Et maline aussi. Je me suis toujours sentie plus maline que lui. Je le trouvais étroit d'esprit, pas intelligent pour deux sous, et moche, ce qui n'arrangeait rien.
Mais que sait-on de la beauté des gens à 10 ans ?
Qu'est ce qui fait qu'à 10 ans qu'on se sent plus intelligent qu'un adulte?
Un jour à table, en plein milieu du repas, je ne sais pas ce qu'il a dit ou ce qu'il a fait je l'ai giflé.
Pas une petite tape, non, une grande gifle, comme un bon coup droit au tennis. Avec de l'élan, la main bien à plat. Ma main droite, sa joue gauche.

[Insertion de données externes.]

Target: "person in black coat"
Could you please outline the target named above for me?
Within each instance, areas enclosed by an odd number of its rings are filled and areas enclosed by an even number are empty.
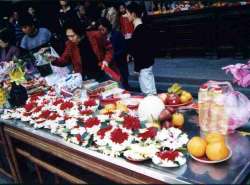
[[[121,73],[123,88],[129,90],[126,40],[121,32],[112,29],[112,24],[106,18],[99,20],[99,30],[108,40],[111,41],[114,50],[113,62]]]
[[[155,44],[150,28],[141,20],[142,8],[136,2],[127,6],[129,21],[134,24],[134,32],[129,43],[129,54],[134,58],[135,71],[139,73],[140,89],[144,94],[156,94],[152,70]]]

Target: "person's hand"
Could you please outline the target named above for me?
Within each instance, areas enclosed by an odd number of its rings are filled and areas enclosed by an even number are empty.
[[[56,57],[54,57],[54,56],[52,56],[52,55],[48,55],[48,60],[49,60],[50,62],[53,62],[53,61],[56,60]]]
[[[45,51],[47,51],[49,48],[48,47],[45,47],[45,48],[41,48],[38,53],[44,53]]]
[[[108,67],[108,62],[107,61],[102,61],[102,63],[101,63],[102,70],[104,69],[104,67]]]
[[[127,62],[133,62],[133,57],[130,54],[127,55]]]

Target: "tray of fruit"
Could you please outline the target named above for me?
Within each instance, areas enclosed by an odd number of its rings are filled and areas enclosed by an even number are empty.
[[[201,163],[221,163],[232,156],[225,137],[218,132],[209,133],[204,139],[194,136],[188,142],[187,149],[191,158]]]
[[[186,106],[193,102],[192,94],[183,90],[178,83],[174,83],[168,88],[167,93],[161,93],[158,96],[169,107]]]

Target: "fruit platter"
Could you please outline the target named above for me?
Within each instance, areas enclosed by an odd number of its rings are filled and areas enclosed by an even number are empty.
[[[193,102],[192,94],[183,90],[178,83],[174,83],[169,87],[167,93],[161,93],[158,96],[168,107],[186,106]]]

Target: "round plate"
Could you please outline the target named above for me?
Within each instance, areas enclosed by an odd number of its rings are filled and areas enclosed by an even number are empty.
[[[176,105],[168,105],[168,104],[165,104],[166,107],[181,107],[181,106],[186,106],[186,105],[189,105],[193,102],[193,98],[191,100],[189,100],[188,102],[186,103],[180,103],[180,104],[176,104]]]
[[[141,161],[145,161],[150,159],[150,157],[146,157],[146,158],[141,158],[141,159],[134,159],[133,157],[130,156],[130,150],[127,150],[123,153],[123,156],[129,160],[129,161],[133,161],[133,162],[141,162]]]
[[[120,98],[106,98],[106,99],[102,99],[101,100],[101,105],[105,106],[107,104],[114,104],[114,103],[116,103],[119,100],[120,100]]]
[[[233,152],[232,152],[232,150],[231,150],[230,147],[228,147],[228,148],[229,148],[229,155],[227,156],[227,158],[222,159],[222,160],[218,160],[218,161],[210,161],[210,160],[208,160],[206,157],[197,158],[197,157],[194,157],[192,154],[190,154],[190,156],[191,156],[194,160],[199,161],[199,162],[201,162],[201,163],[207,163],[207,164],[221,163],[221,162],[227,161],[227,160],[230,159],[231,156],[232,156],[232,153],[233,153]]]
[[[187,159],[185,158],[184,155],[182,156],[182,158],[183,158],[183,160],[181,161],[181,163],[179,165],[177,163],[158,163],[157,161],[159,160],[159,158],[156,155],[152,158],[152,162],[155,165],[160,166],[160,167],[176,168],[176,167],[179,167],[179,166],[186,164]]]

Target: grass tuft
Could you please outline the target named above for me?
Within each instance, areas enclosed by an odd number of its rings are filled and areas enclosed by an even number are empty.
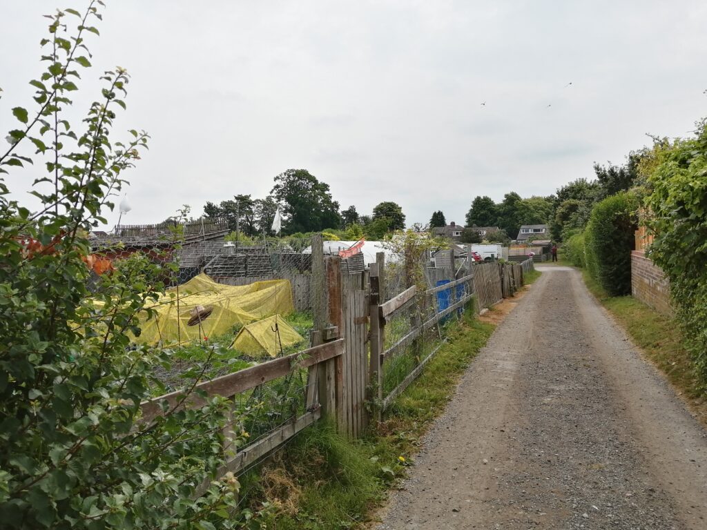
[[[607,308],[645,356],[690,401],[698,418],[707,425],[707,395],[684,346],[679,324],[633,296],[612,297],[586,269],[582,269],[590,293]]]
[[[243,491],[268,529],[361,526],[404,475],[421,437],[444,409],[464,369],[494,326],[467,310],[419,378],[361,440],[327,422],[303,431],[274,459],[242,477]],[[401,458],[402,457],[402,458]],[[263,509],[263,502],[266,508]]]

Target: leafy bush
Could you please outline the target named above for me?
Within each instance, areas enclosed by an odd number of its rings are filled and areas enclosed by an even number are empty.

Même des années après je suis encore surprise par cette gifle. Elle n'était pas préméditée, elle était réflexe, la juste chose à ce moment là, pour moi.
Je me rappelle très bien la sensation de ma main sur sa joue, et avoir immédiatement pensé "j'ai giflé un adulte!", effroi, sidération.
J'attendais la déflagration retour.
Qui n'est pas venue.
Il m'a regardé à peine surpris, comme il aurait regardé un adulte qui lui aurait renvoyé un truc bien mérité.
Elle a tiré sur sa cigarette en me disant" tout de même, on ne gifle pas comme ça ".
Elle a exhalé sa fumée. Nous sommes passés à autre chose.
Je ne me suis pas faite grondée.
Je n'ai pas été punie.
Je n'ai rien compris.
Avec le recul, je me dis qu'il a vraiment du dire un sale truc. Quelque chose qui m'a choquée.
Comment choque-t-on une enfant de 10 ans qui chante Michel Sardou?
Je n'avais que peu de relation avec lui, même en passant du temps chez eux ou avec eux, j'en ai encore moins eu après. C'est comme s'il n'existait pas dans mon environnement.
Mon regard pouvait balayer une pièce et ne pas le voir.
Je pouvais suivre une conversation et ne pas l'entendre.
Je pouvois lui dire bonjour (on m'a toujours appris à être polie) et ne pas accréditer sa présence.
Après la gifle, il m'a toujours tenu à l'oeil, il m'a regardé comme on regarde un adversaire à la hauteur. C'est resté, même adulte quand je le vois, je pense à cette gifle, et parfois je me dis qu'il s'en rappelle aussi, tout vieux monsieur qu'il est devenu.
Quelques années après la gifle, la conductrice de la R12 est arrivée chez nous avec des bleus et un oeil au beure noir, ses enfants sous le bras.
Ce qu'il n'a pas osé faire avec moi, il ne s'est pas géné avec elle.
Leur fille a mouillé son lit jusqu'à son adolescence passée. Je ne peux pas m'empêchèrent de me dire qu'on mouille son lit jusqu'à 16 ans et plus pour éviter que quelqu'un n'y vienne.
C'est ça ma représentation de Sardou : la R12 verte avec la moumoute, les bleus au visage et le pipi au lit.
Comme dit Sandrine Rousseau "le patriarcat va tomber, il vacille dejà. Mais ils se décoreront tous mutuellement avant."
Thierry Ardisson, Gerard Depardieu ...pourquoi pas Michel Sardou : on met à l'honneur la R12 verte, la moumoute sur le volant, les bleus au visage et le pipi au lit d'une adolescente.
Bientôt, on pourra dire que c'est à ça qu'on les reconnait : la légion d'honneur.
Et certaines, certains qui en ont été décorés, plus conscient·es que d'autres iront la rendre parce que finalement ce sera du déshonneur.